Le maire de Morteau succède à Annie Genevard à la tête de la fédération des L.R. du Doubs. Un changement dans la continuité pour le parti de droite qui prépare les prochaines échéances électorales

C’est à dire : Pourquoi vous êtes-vous porté candidat à ce poste de président occupé depuis 10 ans par Annie Genevard ?
Cédric Bôle :
Cette candidature à la tête des L.R. du Doubs est d’abord le fruit d’un long parcours de militant depuis plus de 20 ans, d’abord à l’U.M.P., puis aux Républicains où j’ai occupé le poste de délégué de la 5ème circonscription du Doubs. Suite à plusieurs échanges avec les cadres départementaux du parti, notamment Jacques Grosperrin qui m’a sollicité, j’ai porté ma candidature pour le poste. Celle-ci a fait consensus, dans une volonté commune de dynamiser le parti en vue des échéances à venir : la présidentielle de 2027 et les élections départementales et régionales de 2028.

Cédric Bôle devant le siège départemental des L.R. à Besançon. Il devrait figurer en troisième place sur la liste des sénatoriales en septembre.

Càd : Seul candidat au poste, vous avez été élu à mais de 98 %. Combien de militants se sont mobilisés ?
C.B. :
Ont été appelés à voter les militants à jour de cotisation. Au moment du vote, 60 % étaient dans ce cas, sur un total d’un millier de militants à l’échelle du Doubs.

Càd : On dit ce parti moribond au plan national.

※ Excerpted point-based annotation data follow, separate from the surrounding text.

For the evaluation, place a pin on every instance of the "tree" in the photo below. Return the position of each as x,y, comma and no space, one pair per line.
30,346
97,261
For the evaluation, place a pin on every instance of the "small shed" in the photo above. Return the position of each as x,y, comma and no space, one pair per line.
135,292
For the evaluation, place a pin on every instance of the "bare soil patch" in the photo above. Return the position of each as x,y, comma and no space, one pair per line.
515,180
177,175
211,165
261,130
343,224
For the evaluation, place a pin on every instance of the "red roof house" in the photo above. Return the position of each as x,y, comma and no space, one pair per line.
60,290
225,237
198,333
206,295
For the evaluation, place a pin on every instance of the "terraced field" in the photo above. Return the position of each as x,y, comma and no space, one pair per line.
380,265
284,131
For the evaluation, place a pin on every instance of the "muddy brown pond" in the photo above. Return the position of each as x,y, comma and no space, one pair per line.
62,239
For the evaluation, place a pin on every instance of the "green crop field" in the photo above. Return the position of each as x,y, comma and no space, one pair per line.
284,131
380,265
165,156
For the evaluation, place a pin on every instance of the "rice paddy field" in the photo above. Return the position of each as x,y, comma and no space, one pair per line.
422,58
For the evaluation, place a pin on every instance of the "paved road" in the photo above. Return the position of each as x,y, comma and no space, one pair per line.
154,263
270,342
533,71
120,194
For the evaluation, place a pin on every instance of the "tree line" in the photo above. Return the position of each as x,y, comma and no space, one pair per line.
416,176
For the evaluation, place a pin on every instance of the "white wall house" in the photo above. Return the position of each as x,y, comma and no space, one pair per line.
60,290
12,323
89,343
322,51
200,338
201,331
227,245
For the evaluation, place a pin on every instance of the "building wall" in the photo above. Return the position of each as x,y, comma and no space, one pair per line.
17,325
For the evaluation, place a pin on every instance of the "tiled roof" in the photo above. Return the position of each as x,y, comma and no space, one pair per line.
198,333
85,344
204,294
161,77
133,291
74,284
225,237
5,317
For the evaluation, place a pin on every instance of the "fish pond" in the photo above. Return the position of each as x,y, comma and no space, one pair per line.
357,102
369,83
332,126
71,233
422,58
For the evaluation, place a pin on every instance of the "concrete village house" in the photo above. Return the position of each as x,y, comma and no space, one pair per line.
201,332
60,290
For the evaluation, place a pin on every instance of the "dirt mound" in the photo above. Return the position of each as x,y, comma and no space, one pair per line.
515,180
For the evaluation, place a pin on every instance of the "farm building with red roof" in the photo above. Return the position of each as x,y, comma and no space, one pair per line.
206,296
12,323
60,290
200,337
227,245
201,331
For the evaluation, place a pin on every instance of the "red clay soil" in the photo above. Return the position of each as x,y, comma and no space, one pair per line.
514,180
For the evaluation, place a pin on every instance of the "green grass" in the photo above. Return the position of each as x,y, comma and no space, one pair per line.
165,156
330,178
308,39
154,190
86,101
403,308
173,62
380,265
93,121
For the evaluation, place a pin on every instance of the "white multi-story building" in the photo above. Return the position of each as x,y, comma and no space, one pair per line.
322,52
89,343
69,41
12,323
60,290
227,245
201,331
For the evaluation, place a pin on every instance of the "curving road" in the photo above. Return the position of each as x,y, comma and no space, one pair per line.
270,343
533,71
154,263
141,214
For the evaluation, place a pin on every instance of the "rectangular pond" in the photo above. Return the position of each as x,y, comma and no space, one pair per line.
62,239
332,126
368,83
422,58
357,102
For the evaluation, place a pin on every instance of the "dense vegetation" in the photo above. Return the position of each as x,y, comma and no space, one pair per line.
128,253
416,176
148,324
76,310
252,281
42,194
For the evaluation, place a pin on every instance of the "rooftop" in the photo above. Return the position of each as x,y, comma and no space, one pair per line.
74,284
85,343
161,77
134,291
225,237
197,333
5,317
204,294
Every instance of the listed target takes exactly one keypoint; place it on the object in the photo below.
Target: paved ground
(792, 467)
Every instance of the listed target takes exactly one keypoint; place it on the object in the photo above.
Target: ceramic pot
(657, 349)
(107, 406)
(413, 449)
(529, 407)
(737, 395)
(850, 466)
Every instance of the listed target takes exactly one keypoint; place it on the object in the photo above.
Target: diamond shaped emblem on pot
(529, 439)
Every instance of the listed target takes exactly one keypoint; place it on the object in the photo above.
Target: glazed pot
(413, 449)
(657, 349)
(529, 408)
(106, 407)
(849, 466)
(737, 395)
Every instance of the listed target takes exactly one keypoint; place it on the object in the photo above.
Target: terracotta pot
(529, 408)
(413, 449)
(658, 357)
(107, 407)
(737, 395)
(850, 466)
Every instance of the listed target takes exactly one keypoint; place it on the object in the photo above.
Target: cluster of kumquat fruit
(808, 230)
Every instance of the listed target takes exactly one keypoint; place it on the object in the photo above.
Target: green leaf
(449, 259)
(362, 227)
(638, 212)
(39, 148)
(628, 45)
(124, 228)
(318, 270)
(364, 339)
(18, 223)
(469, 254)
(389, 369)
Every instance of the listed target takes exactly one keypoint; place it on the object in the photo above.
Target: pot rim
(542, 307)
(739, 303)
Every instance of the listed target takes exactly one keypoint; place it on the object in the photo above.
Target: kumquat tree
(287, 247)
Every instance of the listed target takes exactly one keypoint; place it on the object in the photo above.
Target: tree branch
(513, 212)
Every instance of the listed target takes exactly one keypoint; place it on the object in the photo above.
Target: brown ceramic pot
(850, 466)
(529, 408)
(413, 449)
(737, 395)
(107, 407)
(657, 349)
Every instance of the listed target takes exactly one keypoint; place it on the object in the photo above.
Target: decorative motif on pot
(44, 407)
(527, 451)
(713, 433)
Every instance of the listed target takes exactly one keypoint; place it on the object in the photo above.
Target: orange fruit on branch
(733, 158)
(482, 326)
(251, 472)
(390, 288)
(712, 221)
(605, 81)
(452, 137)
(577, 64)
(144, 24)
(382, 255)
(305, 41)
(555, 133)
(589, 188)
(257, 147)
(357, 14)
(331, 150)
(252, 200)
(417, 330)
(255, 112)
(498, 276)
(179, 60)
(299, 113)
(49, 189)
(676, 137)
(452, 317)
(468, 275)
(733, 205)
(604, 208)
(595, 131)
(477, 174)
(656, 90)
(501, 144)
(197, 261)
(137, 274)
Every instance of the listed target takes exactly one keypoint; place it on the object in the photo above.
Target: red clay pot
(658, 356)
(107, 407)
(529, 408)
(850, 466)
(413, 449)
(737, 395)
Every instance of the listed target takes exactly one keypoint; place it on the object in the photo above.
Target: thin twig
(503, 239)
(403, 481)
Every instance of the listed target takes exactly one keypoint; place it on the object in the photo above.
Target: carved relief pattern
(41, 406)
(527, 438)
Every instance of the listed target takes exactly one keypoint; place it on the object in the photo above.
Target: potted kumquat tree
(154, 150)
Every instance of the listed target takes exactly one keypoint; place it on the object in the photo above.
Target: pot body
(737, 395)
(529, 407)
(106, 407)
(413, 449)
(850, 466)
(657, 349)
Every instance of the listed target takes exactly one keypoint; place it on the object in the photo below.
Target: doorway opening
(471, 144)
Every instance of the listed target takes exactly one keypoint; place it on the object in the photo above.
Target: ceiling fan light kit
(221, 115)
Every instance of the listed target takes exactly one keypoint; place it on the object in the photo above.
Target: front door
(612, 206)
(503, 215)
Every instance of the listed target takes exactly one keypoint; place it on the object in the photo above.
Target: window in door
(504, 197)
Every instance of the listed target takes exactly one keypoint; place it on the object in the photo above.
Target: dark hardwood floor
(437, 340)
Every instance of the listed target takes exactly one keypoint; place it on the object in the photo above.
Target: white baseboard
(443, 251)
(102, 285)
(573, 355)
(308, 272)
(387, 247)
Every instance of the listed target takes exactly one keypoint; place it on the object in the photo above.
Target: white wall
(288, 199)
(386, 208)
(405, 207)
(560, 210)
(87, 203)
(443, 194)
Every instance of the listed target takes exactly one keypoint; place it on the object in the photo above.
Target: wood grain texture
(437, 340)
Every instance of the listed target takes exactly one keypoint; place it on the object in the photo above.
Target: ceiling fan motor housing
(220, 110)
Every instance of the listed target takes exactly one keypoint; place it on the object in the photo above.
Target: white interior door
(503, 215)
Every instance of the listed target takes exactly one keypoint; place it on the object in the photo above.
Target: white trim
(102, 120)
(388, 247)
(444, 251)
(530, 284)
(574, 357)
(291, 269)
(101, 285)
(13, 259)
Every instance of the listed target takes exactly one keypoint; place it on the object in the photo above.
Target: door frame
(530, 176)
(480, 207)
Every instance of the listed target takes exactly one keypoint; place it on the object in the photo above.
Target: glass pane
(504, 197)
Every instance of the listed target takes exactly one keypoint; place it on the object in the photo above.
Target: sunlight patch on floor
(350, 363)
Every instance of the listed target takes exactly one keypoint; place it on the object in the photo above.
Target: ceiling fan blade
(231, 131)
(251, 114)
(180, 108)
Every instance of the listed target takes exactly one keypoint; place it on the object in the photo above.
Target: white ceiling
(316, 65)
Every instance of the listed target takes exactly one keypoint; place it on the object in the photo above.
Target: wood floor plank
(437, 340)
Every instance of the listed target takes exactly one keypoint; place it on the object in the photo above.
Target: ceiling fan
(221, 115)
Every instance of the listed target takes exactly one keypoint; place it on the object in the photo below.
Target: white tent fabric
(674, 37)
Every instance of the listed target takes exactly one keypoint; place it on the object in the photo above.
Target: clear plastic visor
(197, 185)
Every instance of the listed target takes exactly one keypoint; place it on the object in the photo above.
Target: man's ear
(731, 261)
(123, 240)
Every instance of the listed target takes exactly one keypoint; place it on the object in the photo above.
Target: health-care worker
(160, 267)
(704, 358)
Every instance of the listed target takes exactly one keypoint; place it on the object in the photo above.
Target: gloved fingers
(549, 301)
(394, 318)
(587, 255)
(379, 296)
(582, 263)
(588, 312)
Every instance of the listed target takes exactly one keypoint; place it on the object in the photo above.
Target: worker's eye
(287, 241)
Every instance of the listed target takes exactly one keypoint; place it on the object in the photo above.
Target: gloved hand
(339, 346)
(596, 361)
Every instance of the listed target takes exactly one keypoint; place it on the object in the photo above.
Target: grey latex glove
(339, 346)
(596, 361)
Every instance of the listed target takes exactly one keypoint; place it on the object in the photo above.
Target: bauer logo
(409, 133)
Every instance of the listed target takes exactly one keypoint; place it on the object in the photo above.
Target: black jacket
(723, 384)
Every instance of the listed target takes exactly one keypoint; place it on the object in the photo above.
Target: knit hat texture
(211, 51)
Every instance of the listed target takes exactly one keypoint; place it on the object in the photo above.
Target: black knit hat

Qu’en est-il vraiment ?
C.B. :
Les Républicains sont le premier parti de France et de loin, parmi les maires et les élus des communes de plus de 2 000 habitants. Nous sommes également à la tête de la majorité des Départements et des Régions de France, et très largement majoritaires au Sénat. Nous avons évidemment des marges de progression à l’Assemblée nationale et au Parlement européen. Sur le plan départemental, L.R. compte deux parlementaires, à Besançon Ludovic Fagaut vient de remporter cette ville historiquement à gauche… Tout cela prouve que nous avons des personnes de qualité en mesure de répondre aux enjeux actuels.

Càd : Quelle est votre feuille de route en tant que nouveau président ?
C.B. :
Elle tourne autour de trois axes : retrouver une plus grande force militante, travailler sur l’animation d’un comité des élus pour créer davantage de liens entre les maires, les conseillers départementaux et les parlementaires L.R., et enfin alimenter le débat d’idées en créant des animations sur les territoires.

Càd : Pour 2027, vous soutenez donc la démarche de candidature de Bruno Retailleau ?
C.B. :
2027 est un enjeu majeur pour la France et sur ce plan, nous avons besoin de retrouver de l’ordre : dans les comptes publics, sur le plan de la sécurité, au niveau géopolitique, dans nos hôpitaux, dans nos écoles, etc. Bruno Retailleau est pour l’instant le seul à être allé devant les militants qui ont soutenu sa démarche. Je le soutiens bien sûr. Comme je soutiens aussi l’idée que la droite républicaine n’ait qu’un représentant lors de cette élection présidentielle avec des idées et un programme qui empêche qu’on se retrouve avec le scénario d’un match entre les deux extrêmes au second tour. Il ne faut pas se figer sur la personne qui nous représentera. Ce que les Français attendent, c’est d’abord un vrai programme.

Càd : Cette ascension au sein des L.R. annonce-t-elle une prochaine candidature de votre part aux législatives dans le Haut-Doubs ?
C.B. :
Nous avons un très bon député localement en la personne d’Éric Liégeon. S’il devait repartir pour un mandat en 2027, je le soutiendrai.

Suspendue des L.R., Annie Genevard espère sa réintégration

Annie Genevard quitte la présidence départementale des L.R. après 10 ans passés à leur tête. Cette décision n’est pas liée à sa situation vis-à-vis de son parti duquel elle n’a pas été exclue suite à son entrée au gouvernement, mais seulement “suspendue” précise-t-elle.

Comme tous ses collègues L.R. du gouvernement, la ministre de l’Agriculture Annie Genevard a été mise à l’écart. Une situation quelque peu ubuesque puisque la ministre de l’Agriculture était toujours en fonction à la tête des L.R. du Doubs alors que son parti l’avait suspendue au niveau national… Annie Genevard espère que cette situation s’éclaircira vite. “J’espère bien réintégrer L.R. dès que possible en tant que militante. Je suis toujours restée fidèle à ma famille politique. Au gouvernement, je suis une ministre L.R., je n’ai jamais eu l’intention d’aller dans un autre parti. Si la droite ne veut pas être broyée par les mâchoires R.N. et L.F.I. en 2027, il appartient au président des L.R. de faire l’unité, et cette unité commence à l’intérieur de notre famille politique” commente Mme Genevard.